Friday, June 08, 2007

Statewide honors for Napa's Maxwell Bridge

By KEVIN COURTNEY
Register Staff Writer

Napa’s replacement Maxwell Bridge was the toast of Sacramento Wednesday, winning statewide “Project of the Year” honors from the California Transportation Foundation.

The bridge was cited not for its soaring design, but for the way it was funded. Four agencies ponied up $40 million, making the bridge a “case study in state/local collaboration,” according to the foundation.

Without exceptional government cooperation, motorists would still be driving over the old two-lane Maxwell Bridge, a long-stand Imola Avenue bottleneck, said Mike O’Bryon, the city’s public works director.

The flood control district had originally planned to replace only the eastern approach, leaving the Maxwell Bridge, built in 1949, intact.

O’Bryon cobbled together a partnership for a new bridge that would meet the objectives of the flood district, boaters and today’s heavy street traffic in south Napa.

The funding package included $21 million from Caltrans, $9 million from the federal government, $7 million from the Napa flood district and $2.5 million from the city of Napa.

During the awards ceremony, the project contractor, C.C. Myers Inc. of Rancho Cordova, dedicated the honor to the memory of Chris Stevens, a Myers construction worker who was killed when a temporary bridge support collapsed in December 2003.

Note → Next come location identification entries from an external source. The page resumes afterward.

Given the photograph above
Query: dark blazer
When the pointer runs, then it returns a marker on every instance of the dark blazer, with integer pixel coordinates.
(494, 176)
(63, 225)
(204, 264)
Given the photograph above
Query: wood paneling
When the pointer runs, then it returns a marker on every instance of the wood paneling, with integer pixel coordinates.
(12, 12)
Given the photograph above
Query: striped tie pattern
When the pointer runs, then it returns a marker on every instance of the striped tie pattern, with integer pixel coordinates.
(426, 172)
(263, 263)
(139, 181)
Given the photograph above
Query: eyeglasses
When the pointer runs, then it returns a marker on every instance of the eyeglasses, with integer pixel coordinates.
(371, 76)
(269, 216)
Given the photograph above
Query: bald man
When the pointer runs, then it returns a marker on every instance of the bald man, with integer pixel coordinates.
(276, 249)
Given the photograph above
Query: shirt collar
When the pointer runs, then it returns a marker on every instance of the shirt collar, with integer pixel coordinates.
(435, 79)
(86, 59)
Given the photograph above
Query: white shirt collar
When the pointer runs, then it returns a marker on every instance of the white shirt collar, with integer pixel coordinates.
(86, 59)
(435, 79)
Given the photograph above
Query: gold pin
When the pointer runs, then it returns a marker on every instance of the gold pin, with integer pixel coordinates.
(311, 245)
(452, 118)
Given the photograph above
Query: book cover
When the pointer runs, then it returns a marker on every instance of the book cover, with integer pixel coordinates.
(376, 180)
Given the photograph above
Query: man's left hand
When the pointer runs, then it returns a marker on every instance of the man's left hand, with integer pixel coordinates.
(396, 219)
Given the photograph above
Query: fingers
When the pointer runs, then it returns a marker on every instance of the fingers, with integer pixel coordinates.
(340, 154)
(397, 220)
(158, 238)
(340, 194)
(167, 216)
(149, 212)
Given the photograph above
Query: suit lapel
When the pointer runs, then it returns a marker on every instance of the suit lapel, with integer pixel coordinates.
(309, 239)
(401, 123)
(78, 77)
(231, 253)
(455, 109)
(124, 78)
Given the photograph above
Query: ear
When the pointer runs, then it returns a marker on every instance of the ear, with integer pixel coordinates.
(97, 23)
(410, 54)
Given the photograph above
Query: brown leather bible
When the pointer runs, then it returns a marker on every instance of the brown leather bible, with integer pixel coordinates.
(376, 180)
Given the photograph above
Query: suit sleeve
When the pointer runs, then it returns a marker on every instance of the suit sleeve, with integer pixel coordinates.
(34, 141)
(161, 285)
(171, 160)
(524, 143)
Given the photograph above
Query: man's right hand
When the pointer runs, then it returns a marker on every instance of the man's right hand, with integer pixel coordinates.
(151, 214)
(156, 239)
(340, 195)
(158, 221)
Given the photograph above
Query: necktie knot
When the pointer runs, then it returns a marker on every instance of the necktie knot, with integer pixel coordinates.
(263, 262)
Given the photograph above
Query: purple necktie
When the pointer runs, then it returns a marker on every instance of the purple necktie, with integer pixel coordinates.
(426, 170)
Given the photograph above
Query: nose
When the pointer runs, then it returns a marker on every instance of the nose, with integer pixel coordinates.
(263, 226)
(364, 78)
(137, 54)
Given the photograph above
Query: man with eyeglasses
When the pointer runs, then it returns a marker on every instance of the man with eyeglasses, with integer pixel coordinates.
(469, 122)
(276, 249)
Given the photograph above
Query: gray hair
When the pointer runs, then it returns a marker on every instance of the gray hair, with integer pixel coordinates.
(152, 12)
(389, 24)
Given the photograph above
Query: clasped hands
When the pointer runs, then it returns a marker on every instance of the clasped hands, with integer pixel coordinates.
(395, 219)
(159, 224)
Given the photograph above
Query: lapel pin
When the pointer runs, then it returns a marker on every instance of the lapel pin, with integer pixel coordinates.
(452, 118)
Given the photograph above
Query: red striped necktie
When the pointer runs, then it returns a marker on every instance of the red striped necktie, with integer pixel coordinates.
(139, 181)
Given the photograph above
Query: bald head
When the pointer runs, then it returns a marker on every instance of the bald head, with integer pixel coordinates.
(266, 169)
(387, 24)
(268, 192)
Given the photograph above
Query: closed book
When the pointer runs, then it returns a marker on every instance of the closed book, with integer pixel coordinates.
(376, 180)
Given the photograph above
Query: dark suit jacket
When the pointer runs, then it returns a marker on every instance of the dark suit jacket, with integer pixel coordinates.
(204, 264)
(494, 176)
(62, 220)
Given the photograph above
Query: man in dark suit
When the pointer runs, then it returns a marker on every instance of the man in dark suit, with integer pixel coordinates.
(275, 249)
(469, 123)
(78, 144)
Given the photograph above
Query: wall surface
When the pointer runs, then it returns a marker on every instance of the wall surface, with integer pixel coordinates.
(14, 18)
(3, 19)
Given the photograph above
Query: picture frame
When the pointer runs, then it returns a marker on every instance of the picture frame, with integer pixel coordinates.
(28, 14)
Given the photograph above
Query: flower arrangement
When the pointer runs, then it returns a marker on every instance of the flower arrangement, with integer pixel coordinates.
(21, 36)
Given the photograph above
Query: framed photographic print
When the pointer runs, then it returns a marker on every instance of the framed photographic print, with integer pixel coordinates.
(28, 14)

The owner, C.C. Myers, received a special award for the rapid reconstruction this spring of a section of MacArthur Maze in Oakland that was destroyed by a gasoline tanker fire.

Hundreds of projects statewide were in competition for “Project of the Year.” What set Maxwell Bridge apart was the shared funding between local, state and federal governments, Mayor Jill Techel said.

“They did what you hope government will do,” Techel said. “I think they’d like to use this as a model of intergovernmental cooperation.”

Construction took more than two years. The bridge was built in two stages so traffic flow would not be interrupted.

The bridge’s high arc preserved the ability of tall boats to sail up the Napa River. The span’s great width eliminated flood water backup. For the first time, bicyclists had dedicated lanes.

Few motorists will ever tout the creative financing used to build the new Maxwell Bridge, Techel said. For most people, it’s all about the expansive view and the removal of a bottleneck, she said.